The result was to disable Germany from helping to avert the war. This was disastrous, because Germany was one of the only Western countries that could have successfully brought about a reasonable compromise with Russia (with which it had retained reasonably good relations and economic contacts). The Greens’ approach might have been excusable if the party had been willing for Germany to fight to defend Ukraine – but of course it had, and has, no such intention. In the end, the Greens’ supposed support for Ukraine was the very purest form of an ethics of sentiment, with no concern at all for actual consequences.
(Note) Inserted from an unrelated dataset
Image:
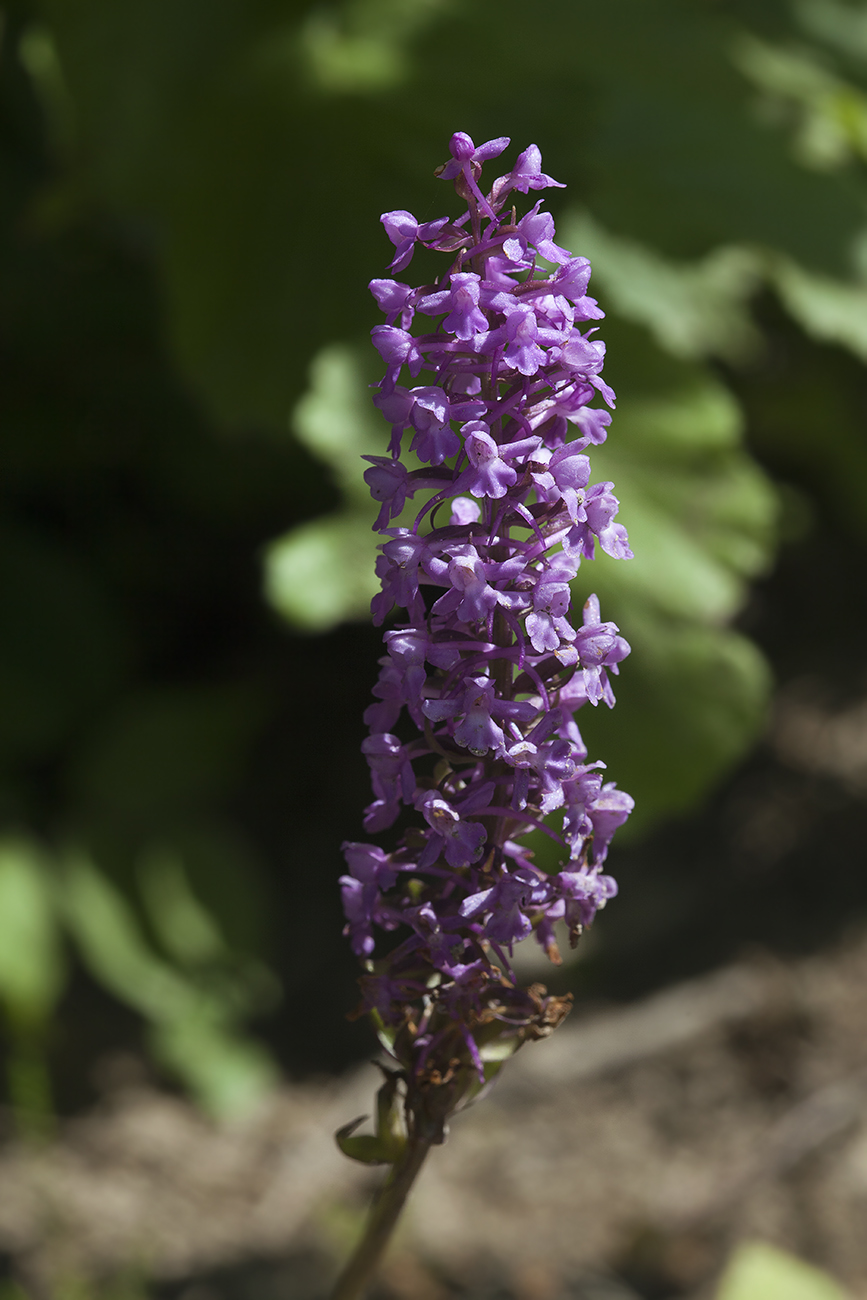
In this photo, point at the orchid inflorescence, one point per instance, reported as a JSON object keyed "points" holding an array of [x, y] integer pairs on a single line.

The logical and ethical befuddlement of the German and other European Green parties reflects another failing, which is the inability to think about the long term, notwithstanding their avowed concern for future generations. To date there is no evidence that democracies are better at addressing climate change than authoritarian systems. Some of them are; but the worst offenders in the world in terms of per capita emissions are either Western democracies (the US, Australia and Canada) or Western allies (the oil-rich Arab monarchies of the Persian Gulf).
As for the future, we have no idea which kind of regime will prove superior, either in terms of mitigating runaway climate change or dealing with the appalling social and economic consequences of the warming that our emissions have already made inevitable. In all likelihood it will be a mixed picture, with some democracies and some authoritarian states doing relatively well, and others very badly. The test will not be about democracy, but state efficiency and social solidarity.
If we fail to limit climate change, very few of our present political and ethical concerns will seem of great importance to our unfortunate descendants. A world wracked by ecological catastrophe will most certainly not make for propitious conditions for creating and sustaining humane, tolerant societies. The climate journalist David Wallace-Wells has predicted that, even at three degrees of global warming, the 22nd century will be “the century from hell”. If they have democracy and human rights in hell, Satan does not appear to have been informed.
Anatol Lieven is a senior fellow of the Quincy Institute for Responsible Statecraft in Washington DC and author, among other books, of “Climate Change and the Nation State: The Realist Case” (Penguin) and “Ukraine and Russia: A Fraternal Rivalry” (US Institute of Peace).